Born in 1904 in North Carolina to sharecropping parents, Flemmie Pansy Kittrell was the eighth of nine children. From the age of 11, she worked as a cook and maid to help fund her education. Her perseverance paid off when she earned her Ph.D. in Nutrition from Cornell University in 1936, becoming the first Black woman in the United States to do so.

Dr. Flemmie P. Kittrell

Kittrell returned to her undergraduate alma mater, Hampton University, to teach and eventually led the Department of Home Economics. She became dean of women and the first Black female trustee at the university. Later, she chaired the Home Economics program at Howard University and directed the nation’s first full-scale nutritional survey abroad.

Her research went beyond food. Kittrell was deeply interested in holistic child development, studying how the environment, nutrition, and health intersect to shape early learning. In the 1960s, she directed an experimental nursery at Howard University, a model that laid the groundwork for the federal Head Start program.

Through her advocacy, Kittrell coined the term “hidden hunger”, highlighting people who had enough food but insufficient nutrition. She trained thousands of professionals for the Head Start initiative and consulted internationally on children’s health and nutrition.

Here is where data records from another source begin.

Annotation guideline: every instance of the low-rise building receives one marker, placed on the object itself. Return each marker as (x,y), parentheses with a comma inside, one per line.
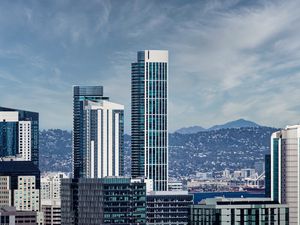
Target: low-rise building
(225,211)
(168,207)
(109,200)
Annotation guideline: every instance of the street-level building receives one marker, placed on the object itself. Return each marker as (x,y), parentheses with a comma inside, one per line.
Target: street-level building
(110,200)
(168,207)
(225,211)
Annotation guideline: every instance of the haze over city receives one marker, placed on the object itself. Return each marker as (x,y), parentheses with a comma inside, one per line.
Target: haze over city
(227,59)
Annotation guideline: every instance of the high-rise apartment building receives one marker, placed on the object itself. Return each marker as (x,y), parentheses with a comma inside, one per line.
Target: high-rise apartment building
(103,138)
(20,185)
(98,129)
(285,171)
(50,197)
(50,185)
(19,134)
(149,125)
(80,95)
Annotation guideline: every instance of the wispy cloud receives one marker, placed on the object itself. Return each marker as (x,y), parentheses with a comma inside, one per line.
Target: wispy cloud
(228,59)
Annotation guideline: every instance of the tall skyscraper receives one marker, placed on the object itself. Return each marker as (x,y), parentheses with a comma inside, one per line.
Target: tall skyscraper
(285,174)
(98,134)
(19,134)
(103,138)
(149,125)
(80,94)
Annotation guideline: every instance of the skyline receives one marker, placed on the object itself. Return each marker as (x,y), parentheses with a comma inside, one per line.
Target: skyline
(228,60)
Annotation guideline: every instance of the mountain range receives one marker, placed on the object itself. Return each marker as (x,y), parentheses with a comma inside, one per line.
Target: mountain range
(234,145)
(232,124)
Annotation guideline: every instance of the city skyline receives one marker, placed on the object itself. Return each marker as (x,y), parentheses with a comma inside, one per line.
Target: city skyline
(220,70)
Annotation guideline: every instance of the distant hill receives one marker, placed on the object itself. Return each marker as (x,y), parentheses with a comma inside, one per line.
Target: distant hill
(232,124)
(209,150)
(235,124)
(190,130)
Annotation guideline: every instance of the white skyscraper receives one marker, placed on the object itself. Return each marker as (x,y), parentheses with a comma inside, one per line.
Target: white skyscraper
(19,135)
(285,170)
(27,197)
(103,138)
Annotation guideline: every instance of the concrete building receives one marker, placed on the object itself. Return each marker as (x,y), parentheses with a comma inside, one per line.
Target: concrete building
(168,207)
(50,185)
(103,138)
(110,200)
(223,211)
(50,195)
(19,134)
(81,94)
(21,181)
(285,174)
(149,117)
(5,191)
(175,186)
(52,212)
(9,216)
(27,195)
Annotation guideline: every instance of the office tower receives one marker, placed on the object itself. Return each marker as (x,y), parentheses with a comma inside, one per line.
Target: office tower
(285,176)
(52,212)
(97,133)
(19,134)
(224,211)
(80,94)
(268,176)
(149,126)
(21,185)
(27,196)
(110,200)
(103,139)
(9,216)
(50,185)
(50,197)
(168,207)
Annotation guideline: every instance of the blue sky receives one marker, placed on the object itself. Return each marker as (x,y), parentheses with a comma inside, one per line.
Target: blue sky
(228,59)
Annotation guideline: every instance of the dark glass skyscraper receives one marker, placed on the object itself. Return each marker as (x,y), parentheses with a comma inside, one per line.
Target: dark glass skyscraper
(80,94)
(19,134)
(149,125)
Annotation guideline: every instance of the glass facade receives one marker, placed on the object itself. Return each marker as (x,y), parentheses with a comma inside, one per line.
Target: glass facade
(111,200)
(149,117)
(231,213)
(268,176)
(275,181)
(9,134)
(8,138)
(168,208)
(80,94)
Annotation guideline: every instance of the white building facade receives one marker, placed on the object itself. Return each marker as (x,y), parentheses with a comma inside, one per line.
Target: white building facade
(27,197)
(149,94)
(285,174)
(103,138)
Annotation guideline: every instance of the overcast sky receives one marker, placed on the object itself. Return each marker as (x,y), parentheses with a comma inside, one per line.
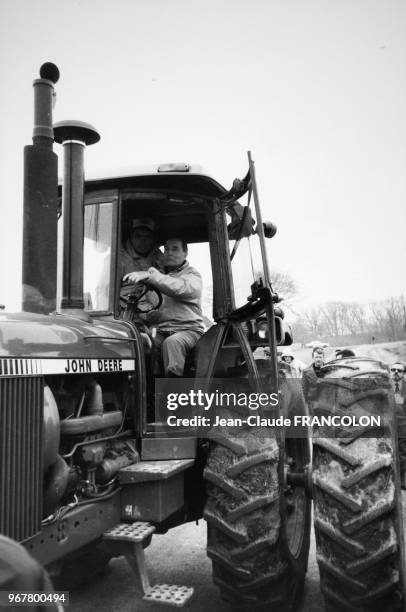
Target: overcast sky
(315,89)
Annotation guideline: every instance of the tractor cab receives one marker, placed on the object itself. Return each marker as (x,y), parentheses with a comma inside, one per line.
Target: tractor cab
(219,227)
(225,244)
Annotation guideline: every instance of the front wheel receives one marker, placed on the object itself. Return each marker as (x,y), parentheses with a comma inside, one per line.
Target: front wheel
(258,527)
(357,504)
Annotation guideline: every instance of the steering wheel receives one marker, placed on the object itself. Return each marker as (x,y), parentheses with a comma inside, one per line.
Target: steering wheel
(139,299)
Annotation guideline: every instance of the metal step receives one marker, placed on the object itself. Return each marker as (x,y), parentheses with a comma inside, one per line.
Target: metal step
(130,532)
(129,539)
(153,470)
(169,594)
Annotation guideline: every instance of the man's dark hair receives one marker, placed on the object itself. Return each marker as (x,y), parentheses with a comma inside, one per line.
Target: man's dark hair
(343,353)
(181,240)
(317,349)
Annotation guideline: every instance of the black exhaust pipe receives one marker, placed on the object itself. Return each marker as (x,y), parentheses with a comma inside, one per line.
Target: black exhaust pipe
(41,201)
(74,136)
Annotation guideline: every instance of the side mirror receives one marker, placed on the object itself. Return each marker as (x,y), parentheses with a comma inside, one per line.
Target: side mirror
(269,229)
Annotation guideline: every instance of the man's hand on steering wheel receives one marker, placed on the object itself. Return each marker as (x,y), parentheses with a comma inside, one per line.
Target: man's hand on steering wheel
(136,277)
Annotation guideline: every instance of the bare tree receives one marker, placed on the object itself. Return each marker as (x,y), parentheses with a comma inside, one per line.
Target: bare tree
(284,284)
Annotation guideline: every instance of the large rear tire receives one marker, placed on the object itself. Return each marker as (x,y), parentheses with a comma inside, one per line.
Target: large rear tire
(356,487)
(258,526)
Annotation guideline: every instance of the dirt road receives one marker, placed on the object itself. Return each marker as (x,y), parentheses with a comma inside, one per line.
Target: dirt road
(179,557)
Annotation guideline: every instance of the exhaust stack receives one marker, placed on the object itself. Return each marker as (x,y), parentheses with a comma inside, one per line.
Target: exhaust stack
(74,136)
(41,201)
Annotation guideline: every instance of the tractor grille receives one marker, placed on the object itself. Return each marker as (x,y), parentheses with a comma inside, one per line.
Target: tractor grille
(21,416)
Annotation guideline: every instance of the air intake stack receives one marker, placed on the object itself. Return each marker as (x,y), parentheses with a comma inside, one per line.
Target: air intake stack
(74,136)
(41,201)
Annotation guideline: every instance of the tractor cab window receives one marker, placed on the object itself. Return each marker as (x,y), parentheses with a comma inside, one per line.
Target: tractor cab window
(247,266)
(97,255)
(199,258)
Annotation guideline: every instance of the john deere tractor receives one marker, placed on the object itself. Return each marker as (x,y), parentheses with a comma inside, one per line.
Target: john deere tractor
(87,469)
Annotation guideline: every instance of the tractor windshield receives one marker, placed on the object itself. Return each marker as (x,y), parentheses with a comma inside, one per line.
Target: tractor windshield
(97,255)
(247,267)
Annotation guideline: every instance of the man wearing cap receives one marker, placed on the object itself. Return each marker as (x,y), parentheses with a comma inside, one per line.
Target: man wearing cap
(311,375)
(140,253)
(180,317)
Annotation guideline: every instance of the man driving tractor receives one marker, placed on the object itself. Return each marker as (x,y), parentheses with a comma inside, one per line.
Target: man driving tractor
(180,317)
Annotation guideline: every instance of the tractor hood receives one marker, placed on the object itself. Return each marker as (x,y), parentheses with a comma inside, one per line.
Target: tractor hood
(57,336)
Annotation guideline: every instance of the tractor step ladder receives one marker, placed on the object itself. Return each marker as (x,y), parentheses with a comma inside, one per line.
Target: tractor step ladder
(130,539)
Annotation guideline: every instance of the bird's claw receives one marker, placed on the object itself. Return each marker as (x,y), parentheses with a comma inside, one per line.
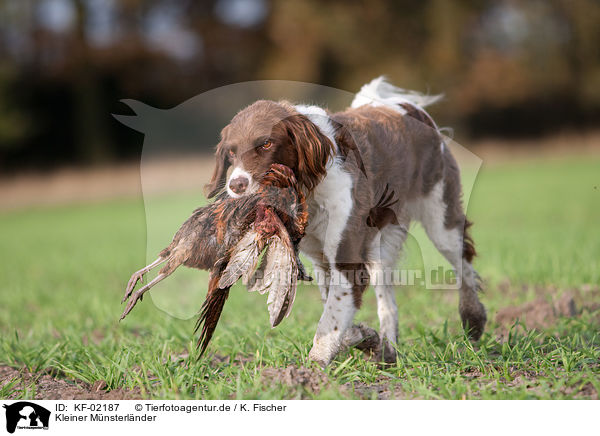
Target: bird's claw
(137,276)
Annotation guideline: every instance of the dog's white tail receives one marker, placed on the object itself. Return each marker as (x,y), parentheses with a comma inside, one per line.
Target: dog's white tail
(379,92)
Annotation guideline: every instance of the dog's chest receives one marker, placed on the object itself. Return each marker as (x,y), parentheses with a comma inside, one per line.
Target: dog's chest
(329,207)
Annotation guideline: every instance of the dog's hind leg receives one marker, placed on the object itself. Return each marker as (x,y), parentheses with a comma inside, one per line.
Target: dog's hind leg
(442,216)
(382,270)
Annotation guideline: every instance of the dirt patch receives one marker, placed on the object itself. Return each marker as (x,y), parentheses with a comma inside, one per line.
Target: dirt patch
(312,380)
(539,313)
(550,304)
(45,387)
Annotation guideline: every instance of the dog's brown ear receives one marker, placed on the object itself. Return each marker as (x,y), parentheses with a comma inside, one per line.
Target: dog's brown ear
(312,147)
(218,179)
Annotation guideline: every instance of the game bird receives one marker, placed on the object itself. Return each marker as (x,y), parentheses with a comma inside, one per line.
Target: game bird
(228,238)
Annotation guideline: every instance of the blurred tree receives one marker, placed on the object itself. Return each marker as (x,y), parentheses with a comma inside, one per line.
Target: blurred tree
(506,67)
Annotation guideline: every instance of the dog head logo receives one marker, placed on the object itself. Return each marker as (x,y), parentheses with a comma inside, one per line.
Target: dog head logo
(26,415)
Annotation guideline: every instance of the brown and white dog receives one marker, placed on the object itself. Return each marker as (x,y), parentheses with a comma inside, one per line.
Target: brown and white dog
(368,172)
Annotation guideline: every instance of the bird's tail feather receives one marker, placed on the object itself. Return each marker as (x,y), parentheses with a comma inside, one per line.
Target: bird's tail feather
(210,313)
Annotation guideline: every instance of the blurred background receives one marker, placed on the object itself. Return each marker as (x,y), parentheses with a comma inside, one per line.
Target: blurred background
(522,92)
(509,69)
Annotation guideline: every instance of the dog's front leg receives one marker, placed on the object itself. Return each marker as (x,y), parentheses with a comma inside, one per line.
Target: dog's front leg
(336,319)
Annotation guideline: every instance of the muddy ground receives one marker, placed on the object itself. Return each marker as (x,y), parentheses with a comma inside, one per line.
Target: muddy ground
(541,313)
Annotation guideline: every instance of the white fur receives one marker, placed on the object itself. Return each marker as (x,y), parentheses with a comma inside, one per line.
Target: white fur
(319,117)
(431,212)
(379,92)
(240,172)
(335,320)
(329,207)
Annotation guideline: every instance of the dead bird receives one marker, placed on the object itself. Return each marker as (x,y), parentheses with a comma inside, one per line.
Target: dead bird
(228,237)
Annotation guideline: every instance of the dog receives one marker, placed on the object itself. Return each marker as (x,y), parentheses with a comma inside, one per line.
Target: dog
(368,171)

A D.C. resident, Kittrell was often at the White House with First Lady Eleanor Roosevelt championing global hunger issues and women’s rights. Her work continues to impact millions of children in low-income households across the United States.

Kittrell transformed the lives of children and families through nutrition, early education, and empowerment, showing how one person’s vision can change a nation.